I don't think that's a fair assessment. Quite a few people in this thread do not share the same values that you do, even the more fundamental ones like patriotism.


It isn't a big event though. They kick a ball into a rectangular volume.


And us software devs push buttons on a keyboard. You can make anything sound useless if you make it your goal to do so...


It doesn't matter how big a deal it is. It's not work. Even if it's a natural disaster or a war, if it's not work you go watch it in a break room or you take PTO and stay home or you do whatever you need to ensure that it's not disruptive to others. The level of entitlement necessary to believe that your company and everyone in it should accommodate your personal non-work video watching boggles my mind.


But when the non World Cup watchers are in the minority then you have it exactly backwards.
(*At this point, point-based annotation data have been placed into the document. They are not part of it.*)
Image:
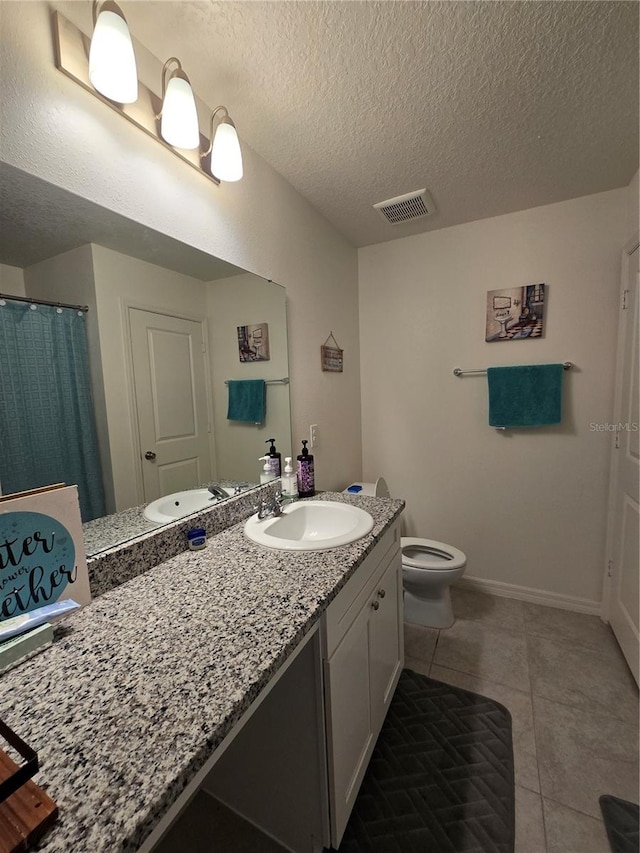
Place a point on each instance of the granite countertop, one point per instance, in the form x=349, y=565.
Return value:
x=141, y=686
x=111, y=530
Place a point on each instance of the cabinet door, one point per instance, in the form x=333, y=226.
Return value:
x=385, y=643
x=349, y=731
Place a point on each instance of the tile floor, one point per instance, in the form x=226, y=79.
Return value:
x=574, y=707
x=573, y=702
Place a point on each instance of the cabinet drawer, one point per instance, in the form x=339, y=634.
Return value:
x=344, y=609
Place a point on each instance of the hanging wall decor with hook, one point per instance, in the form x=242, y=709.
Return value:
x=331, y=357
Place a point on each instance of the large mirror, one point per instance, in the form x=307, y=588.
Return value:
x=167, y=329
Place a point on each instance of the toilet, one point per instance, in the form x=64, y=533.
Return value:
x=428, y=570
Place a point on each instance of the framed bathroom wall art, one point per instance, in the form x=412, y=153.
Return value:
x=515, y=313
x=253, y=342
x=331, y=357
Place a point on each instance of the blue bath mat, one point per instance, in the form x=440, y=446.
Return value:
x=440, y=778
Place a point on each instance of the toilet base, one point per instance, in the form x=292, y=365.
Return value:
x=429, y=612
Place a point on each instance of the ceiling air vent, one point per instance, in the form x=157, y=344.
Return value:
x=404, y=208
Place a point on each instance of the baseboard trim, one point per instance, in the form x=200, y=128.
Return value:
x=534, y=596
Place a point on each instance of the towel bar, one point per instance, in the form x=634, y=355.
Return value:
x=458, y=372
x=284, y=381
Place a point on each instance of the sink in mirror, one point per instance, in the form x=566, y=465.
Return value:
x=131, y=277
x=310, y=525
x=178, y=505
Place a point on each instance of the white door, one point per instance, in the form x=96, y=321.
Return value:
x=624, y=511
x=171, y=402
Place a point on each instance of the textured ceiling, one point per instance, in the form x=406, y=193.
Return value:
x=493, y=106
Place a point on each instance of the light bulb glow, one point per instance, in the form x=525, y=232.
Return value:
x=179, y=123
x=112, y=63
x=226, y=156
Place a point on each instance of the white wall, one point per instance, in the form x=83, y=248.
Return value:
x=633, y=207
x=528, y=507
x=239, y=301
x=260, y=224
x=11, y=280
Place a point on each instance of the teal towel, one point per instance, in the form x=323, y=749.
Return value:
x=247, y=400
x=526, y=396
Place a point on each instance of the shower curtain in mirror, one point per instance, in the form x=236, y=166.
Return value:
x=47, y=427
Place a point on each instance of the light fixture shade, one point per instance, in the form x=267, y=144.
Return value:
x=112, y=63
x=179, y=123
x=226, y=156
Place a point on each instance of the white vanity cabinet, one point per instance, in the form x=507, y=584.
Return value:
x=363, y=654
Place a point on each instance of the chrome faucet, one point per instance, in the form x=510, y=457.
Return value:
x=273, y=508
x=217, y=492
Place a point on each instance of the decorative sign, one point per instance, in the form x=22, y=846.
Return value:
x=42, y=556
x=516, y=313
x=253, y=342
x=331, y=358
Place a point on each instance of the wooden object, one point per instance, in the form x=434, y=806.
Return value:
x=24, y=816
x=331, y=357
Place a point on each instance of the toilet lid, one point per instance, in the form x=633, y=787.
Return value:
x=429, y=554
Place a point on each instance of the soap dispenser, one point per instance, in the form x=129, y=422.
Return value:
x=275, y=458
x=266, y=475
x=289, y=481
x=306, y=476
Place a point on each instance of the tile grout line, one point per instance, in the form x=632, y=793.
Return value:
x=535, y=736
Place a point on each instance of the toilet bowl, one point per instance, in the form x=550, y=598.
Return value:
x=428, y=570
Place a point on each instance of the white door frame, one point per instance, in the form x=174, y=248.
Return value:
x=623, y=331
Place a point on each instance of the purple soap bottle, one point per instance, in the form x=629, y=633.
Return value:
x=306, y=476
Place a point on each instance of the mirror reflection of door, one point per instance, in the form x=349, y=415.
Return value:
x=171, y=402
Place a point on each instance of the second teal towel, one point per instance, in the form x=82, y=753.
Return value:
x=525, y=396
x=247, y=400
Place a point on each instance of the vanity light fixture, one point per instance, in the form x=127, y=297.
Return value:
x=112, y=62
x=226, y=156
x=178, y=117
x=172, y=119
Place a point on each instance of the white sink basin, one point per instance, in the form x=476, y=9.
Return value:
x=310, y=526
x=180, y=504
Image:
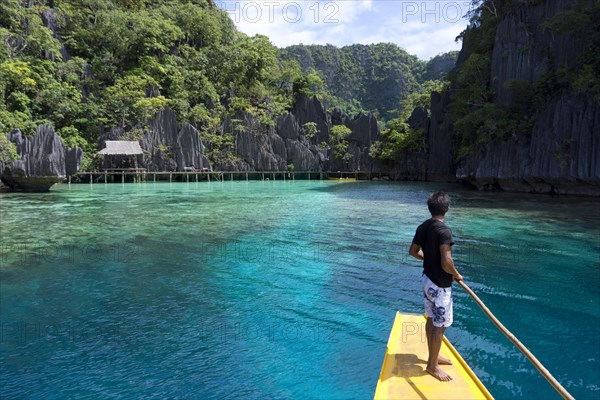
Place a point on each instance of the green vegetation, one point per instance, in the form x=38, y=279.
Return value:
x=399, y=139
x=8, y=151
x=373, y=78
x=339, y=142
x=475, y=115
x=86, y=66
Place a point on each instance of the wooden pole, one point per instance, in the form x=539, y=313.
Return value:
x=538, y=365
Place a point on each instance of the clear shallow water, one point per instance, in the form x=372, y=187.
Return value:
x=281, y=289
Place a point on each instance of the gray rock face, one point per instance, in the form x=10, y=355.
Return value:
x=561, y=153
x=44, y=160
x=439, y=163
x=522, y=47
x=171, y=149
x=263, y=148
x=561, y=156
x=312, y=110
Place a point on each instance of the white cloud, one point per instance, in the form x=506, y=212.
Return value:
x=422, y=28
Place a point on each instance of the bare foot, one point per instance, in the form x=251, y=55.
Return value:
x=439, y=374
x=444, y=361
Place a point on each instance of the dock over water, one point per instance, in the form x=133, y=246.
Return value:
x=117, y=175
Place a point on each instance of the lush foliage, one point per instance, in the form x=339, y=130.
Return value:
x=339, y=142
x=373, y=78
x=8, y=151
x=399, y=139
x=86, y=66
x=476, y=115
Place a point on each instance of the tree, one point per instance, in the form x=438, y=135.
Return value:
x=339, y=142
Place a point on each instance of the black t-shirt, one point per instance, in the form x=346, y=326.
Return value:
x=430, y=235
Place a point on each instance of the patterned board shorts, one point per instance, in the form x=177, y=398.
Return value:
x=438, y=303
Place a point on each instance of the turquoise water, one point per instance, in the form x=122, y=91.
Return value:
x=281, y=289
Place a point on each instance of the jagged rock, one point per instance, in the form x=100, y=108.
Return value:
x=303, y=157
x=288, y=127
x=190, y=150
x=169, y=149
x=419, y=119
x=562, y=156
x=50, y=17
x=44, y=160
x=522, y=47
x=439, y=164
x=312, y=110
You're asking all the football fans (which at World Cup time is nearly everyone) to accommodate your idiosyncratic personal desire to carry on working.


The desire to carry on working isn't an idiosyncratic personal desire. It's why you're paid to be there, why the space exists. How is that not supernova-level obvious? Can someone's sense of entitlement be so huge that it blots out even that? I wouldn't have thought so until now.


It's completely obvious, you're right, but you are missing my point to some extent. It's nothing to do with personal entitlement. I'm guessing you've never been in a European office when the national team is playing an important World Cup match. Probably around 90% of people are not working at that point. Its like a public holiday. Consider the reaction if someone asked all the support staff to come into the office on a Sunday because they felt like getting some work done.


Did I say it is OK to disrupt others in the workplace? Of course it isn't, regardless of the event.

I was responding to a comment that compared watching a movie to following the World Cup live. The two are not comparable at all. I was also responding to other comments that were somehow dumbfounded by others wanting to watch the World Cup in general.